Large scale, and equipment dispersion (such as ATM AH cash counter AH, etc.), acquisition system requirements to be timely and can not be omitted
can be in accordance with the size of the yuan, do hash value or reversal (because the crown may be continuous, some of the number of banknotes will be stored together, can not effectively slice the data storage, sometimes resulting in access to hot spots, so need to change the crown size to do Rowkey)
Requirements
Timely and reliable, fast retrieval and storage, and better scalability

Because it involves multi-device acquisition input, you can solve the problem with Flume+hbase
The reason to choose HBase is that the application is very simple, just a simple query, with HBase is enough
can refer to the Cloudera Open Source log collection system

Summarize

HBase often needs to be used in conjunction with other systems
To avoid creating access hotspots (especially to avoid direct adoption of time as Rowkey), break the serial number

Hadoop-hbase Case Study-hadoop Learning notes < two >

Contact Us

The content source of this page is from Internet, which doesn't represent Alibaba Cloud's opinion; products and services mentioned on that page don't have any relationship with Alibaba Cloud.
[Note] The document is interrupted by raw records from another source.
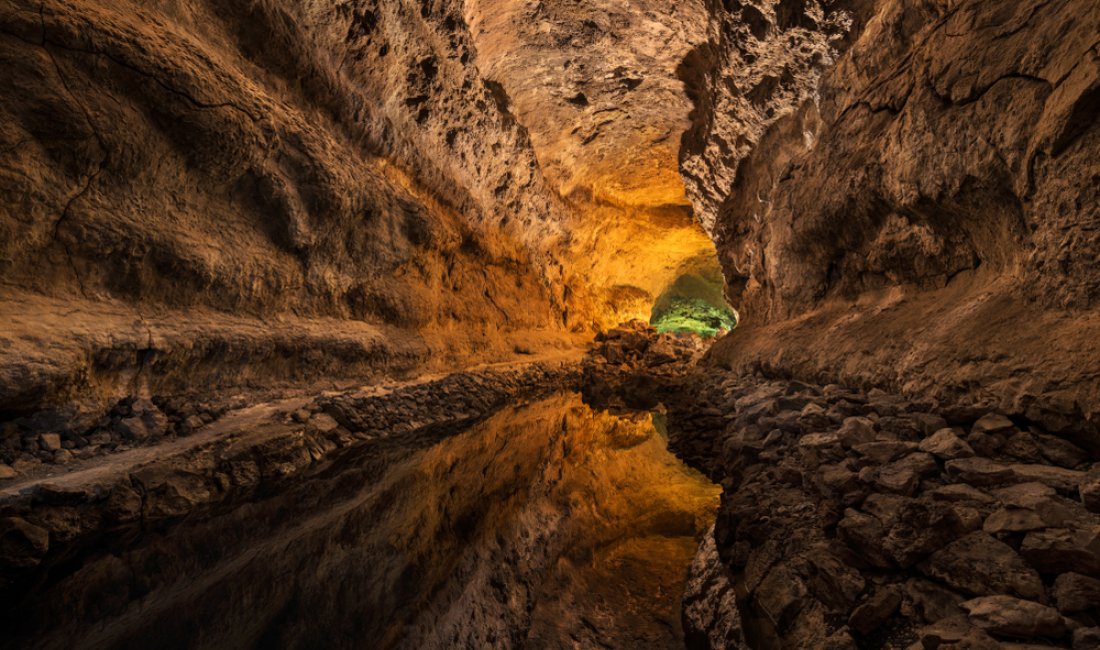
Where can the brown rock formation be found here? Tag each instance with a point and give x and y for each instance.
(926, 219)
(268, 179)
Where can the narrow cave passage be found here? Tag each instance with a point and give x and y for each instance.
(550, 323)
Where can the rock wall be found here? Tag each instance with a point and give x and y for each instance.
(184, 178)
(926, 219)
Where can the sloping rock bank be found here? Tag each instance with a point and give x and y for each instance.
(861, 519)
(251, 451)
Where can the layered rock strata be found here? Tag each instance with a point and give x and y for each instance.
(248, 450)
(264, 193)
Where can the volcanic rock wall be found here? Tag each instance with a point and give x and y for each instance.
(257, 189)
(925, 219)
(596, 86)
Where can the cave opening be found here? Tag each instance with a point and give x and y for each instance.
(694, 304)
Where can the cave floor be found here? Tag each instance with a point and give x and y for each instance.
(536, 521)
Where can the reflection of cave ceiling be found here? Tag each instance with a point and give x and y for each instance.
(596, 86)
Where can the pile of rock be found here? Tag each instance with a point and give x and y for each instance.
(452, 400)
(637, 344)
(633, 365)
(59, 437)
(260, 453)
(864, 519)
If the content of the page makes you feel confusing, please write us an email, we will handle the problem within 5 days after receiving your email.
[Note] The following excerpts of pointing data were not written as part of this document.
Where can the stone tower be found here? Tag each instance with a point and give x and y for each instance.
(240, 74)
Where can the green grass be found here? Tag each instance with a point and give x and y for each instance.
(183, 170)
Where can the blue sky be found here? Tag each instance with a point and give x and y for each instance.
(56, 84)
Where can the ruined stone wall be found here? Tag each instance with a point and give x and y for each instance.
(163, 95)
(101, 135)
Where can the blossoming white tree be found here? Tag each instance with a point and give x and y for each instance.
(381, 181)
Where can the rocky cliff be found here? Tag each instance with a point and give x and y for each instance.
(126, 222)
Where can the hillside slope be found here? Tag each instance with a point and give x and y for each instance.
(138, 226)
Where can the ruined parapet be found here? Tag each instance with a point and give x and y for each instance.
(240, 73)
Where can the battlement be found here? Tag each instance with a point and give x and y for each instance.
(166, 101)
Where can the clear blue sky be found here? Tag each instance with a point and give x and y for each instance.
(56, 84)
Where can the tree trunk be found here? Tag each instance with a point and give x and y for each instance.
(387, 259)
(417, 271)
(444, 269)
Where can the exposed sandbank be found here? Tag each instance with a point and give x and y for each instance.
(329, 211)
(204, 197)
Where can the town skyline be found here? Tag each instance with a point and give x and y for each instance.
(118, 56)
If you find any instances of plagiarism from the community, please send an email to: info-contact@alibabacloud.com and provide relevant evidence. A staff member will contact you within 5 working days.

A Free Trial That Lets You Build Big!

Start building with 50+ products and up to 12 months usage for Elastic Compute Service

  • Sales Support

    1 on 1 presale consultation

  • After-Sales Support

    24/7 Technical Support 6 Free Tickets per Quarter Faster Response

  • Alibaba Cloud offers highly flexible support services tailored to meet your exact needs.